Only Howard Hawks would take a stab at the western, this being his first one, and just happen to make one of the greatest. Hawks could do every genre and make a classic or two in the process: comedies (His Girl Friday, Bringing Up Baby), noir (The Big Sleep, To Have and Have Not), musicals (Gentlemen Prefer Blondes), crime dramas (Scarface). He'd go on to make some of the best westerns of all time (Rio Bravo, El Dorado) and that includes Red River. To be honest, it didn't put a spell on me like Rio Bravo, which seems like a perfect cozy western. Red River is all about the western frontier and cattle driving. Walter Brennan plays the stage driver and old friend of John Wayne; he's already eased into the type-cast old coot role he'd play in many subsequent films. Wayne is a Texas cattle rancher who adopts a boy out on the range after surviving an Indian attack. The boy grows up to be Montgomery Clift. Ebert calls this one of the greatest westerns for its story centering on a troubled father-son dynamic amidst the first cattle drive to Chisholm Trail.
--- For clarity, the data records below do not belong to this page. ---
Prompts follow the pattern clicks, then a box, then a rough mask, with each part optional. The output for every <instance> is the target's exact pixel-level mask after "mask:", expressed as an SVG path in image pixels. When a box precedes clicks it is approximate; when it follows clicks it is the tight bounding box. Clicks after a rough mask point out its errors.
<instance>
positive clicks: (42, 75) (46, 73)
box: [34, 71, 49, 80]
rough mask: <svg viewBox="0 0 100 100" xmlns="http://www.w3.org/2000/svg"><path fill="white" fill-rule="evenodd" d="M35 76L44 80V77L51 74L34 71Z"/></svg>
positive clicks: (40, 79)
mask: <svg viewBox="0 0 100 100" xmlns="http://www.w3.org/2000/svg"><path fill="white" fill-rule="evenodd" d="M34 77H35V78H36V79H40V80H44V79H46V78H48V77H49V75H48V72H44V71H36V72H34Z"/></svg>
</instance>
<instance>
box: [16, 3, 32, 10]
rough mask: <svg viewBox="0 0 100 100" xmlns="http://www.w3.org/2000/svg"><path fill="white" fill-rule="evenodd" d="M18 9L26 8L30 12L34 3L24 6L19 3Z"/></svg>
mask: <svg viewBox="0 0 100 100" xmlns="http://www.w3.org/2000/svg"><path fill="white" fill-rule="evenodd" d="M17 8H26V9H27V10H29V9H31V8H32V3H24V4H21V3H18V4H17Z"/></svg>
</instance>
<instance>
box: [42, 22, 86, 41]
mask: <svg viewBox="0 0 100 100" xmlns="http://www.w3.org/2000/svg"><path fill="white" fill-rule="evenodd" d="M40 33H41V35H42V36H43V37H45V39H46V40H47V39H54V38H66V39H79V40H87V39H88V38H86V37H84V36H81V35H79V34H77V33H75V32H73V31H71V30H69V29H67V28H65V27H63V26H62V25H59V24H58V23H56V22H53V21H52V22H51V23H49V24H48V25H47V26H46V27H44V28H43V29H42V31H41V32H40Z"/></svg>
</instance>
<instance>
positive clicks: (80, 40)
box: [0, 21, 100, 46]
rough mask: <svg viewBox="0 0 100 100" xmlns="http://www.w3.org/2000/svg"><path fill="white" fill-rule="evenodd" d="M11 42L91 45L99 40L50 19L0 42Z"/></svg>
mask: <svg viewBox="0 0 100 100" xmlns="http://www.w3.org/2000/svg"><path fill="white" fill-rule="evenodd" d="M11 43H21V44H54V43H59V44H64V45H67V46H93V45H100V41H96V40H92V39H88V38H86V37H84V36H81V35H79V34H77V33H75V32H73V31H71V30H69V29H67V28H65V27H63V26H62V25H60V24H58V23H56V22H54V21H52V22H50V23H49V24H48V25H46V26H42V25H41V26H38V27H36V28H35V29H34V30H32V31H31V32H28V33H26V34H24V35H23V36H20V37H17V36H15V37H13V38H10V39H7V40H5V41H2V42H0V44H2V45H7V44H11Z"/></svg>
Hawks achieves Fordesque shots of the west so well that Ford would often get compliments for the film, and Ford slyly accepted them even though he had nothing to do with the picture. Yet Hawks wasn't as concerned with composition as he was with human drama. He keeps his camera in mid-range shots. There's a famous montage with a bunch of closeups of the cowboys hooting and yeehawing as they get ready to move out and it personifies the joys of the cattle drive. On several occasions when Red River is honored, as Siskel & Ebert did in one of their shows, they spotlight this scene of yeehawing cowboys.
The story is gripping with Wayne playing a headstrong and flawed man losing the confidence of his men during the trek to Missouri. When he hears rumors that Kansas has a railroad and they could cut their journey short, he obstinately keeps on course to the dismay of his men. Eventually Clift has to mutiny and take over as leader, leaving Wayne behind. Clift and his men along the way save some settlers who have been encircled by Indians. There's a feisty female character introduced here, Tess Millay (Joanne Dru), who becomes a love interest for Clift. Wayne, who is vengefully on Clift's tail, meets Tess in the settler camp and they have some good scenes of dialogue.
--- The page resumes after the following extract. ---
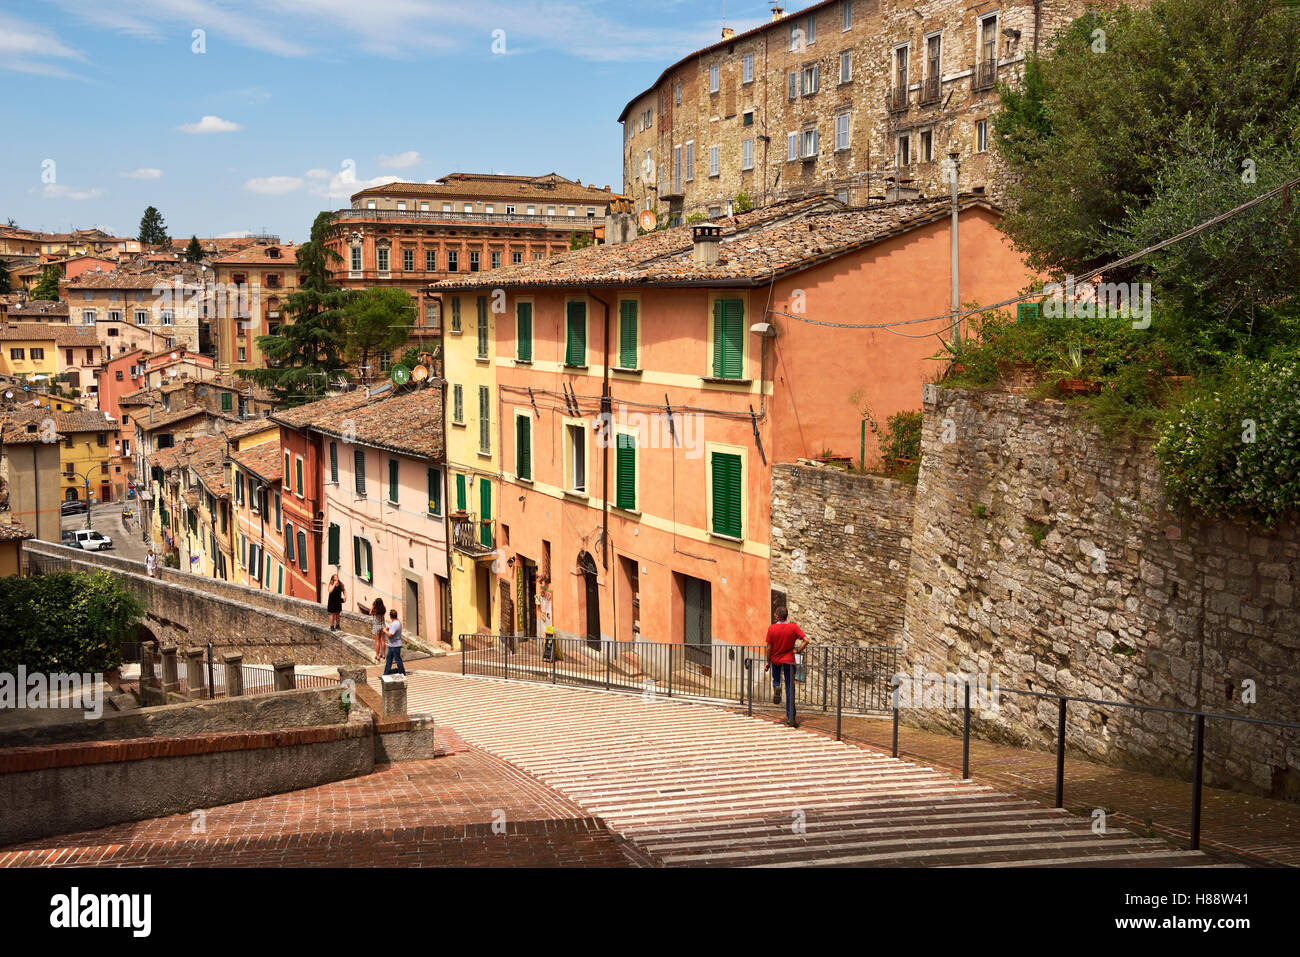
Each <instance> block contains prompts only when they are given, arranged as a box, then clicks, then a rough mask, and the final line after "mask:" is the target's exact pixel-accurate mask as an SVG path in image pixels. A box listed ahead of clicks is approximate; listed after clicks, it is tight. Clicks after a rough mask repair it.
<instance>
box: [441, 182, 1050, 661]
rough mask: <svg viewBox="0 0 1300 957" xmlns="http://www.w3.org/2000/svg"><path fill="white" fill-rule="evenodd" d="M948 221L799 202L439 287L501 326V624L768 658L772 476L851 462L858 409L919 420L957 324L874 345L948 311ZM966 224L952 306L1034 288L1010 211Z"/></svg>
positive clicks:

Wayne is sympathetic as a tortured character here. He's forced to take his cattle north or risk bankruptcy. People keep telling him he's wrong when taking the cattle to Abilene instead of the longer trek to Missouri. There are a few attempted mutinies, Wayne gets more paranoid, sleep deprived and there are of course parallels with Mutiny on the Bounty. It's understandable that he'd be ornery. Wayne portraying a dubious and bad character at this point is interesting in contrast to his earlier westerns. It's a strong performance that defines what it means to have acting range. When Ford saw the film, he purportedly said, "I didn't know the big son of a bitch could act."
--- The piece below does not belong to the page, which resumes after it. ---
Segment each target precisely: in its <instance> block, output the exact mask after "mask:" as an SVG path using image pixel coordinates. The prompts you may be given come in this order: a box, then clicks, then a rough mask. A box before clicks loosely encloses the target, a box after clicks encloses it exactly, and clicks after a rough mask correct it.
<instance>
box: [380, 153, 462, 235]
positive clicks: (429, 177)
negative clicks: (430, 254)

There's a friendly rivalry and relationship between John Ireland (the young and assured cowboy who seems good with a pistol) and Clift's character who seems to be the fastest. The film never delivers any kind of conflict or final showdown with these two. So the professional rivalry was a red herring but entertaining on screen nonetheless. The film reaches its climax when Clift brings the cattle to Kansas and Wayne catches up with them to enact revenge. Wayne confronts Clift and they get into a scuffle, with Tess scolding them for acting like fools. On hearing her words the fight ends and both characters are reconciled. Ebert notes that this final scene isn't satisfying. Borden Chase hated it: two men act out a fierce psychological rivalry for two hours, only to cave in instantly to a female's glib tongue-lashing. I suppose, but it didn't bother me. This is a great exterior western, the greatest cattle drive film in the canon, and undeniably a classic.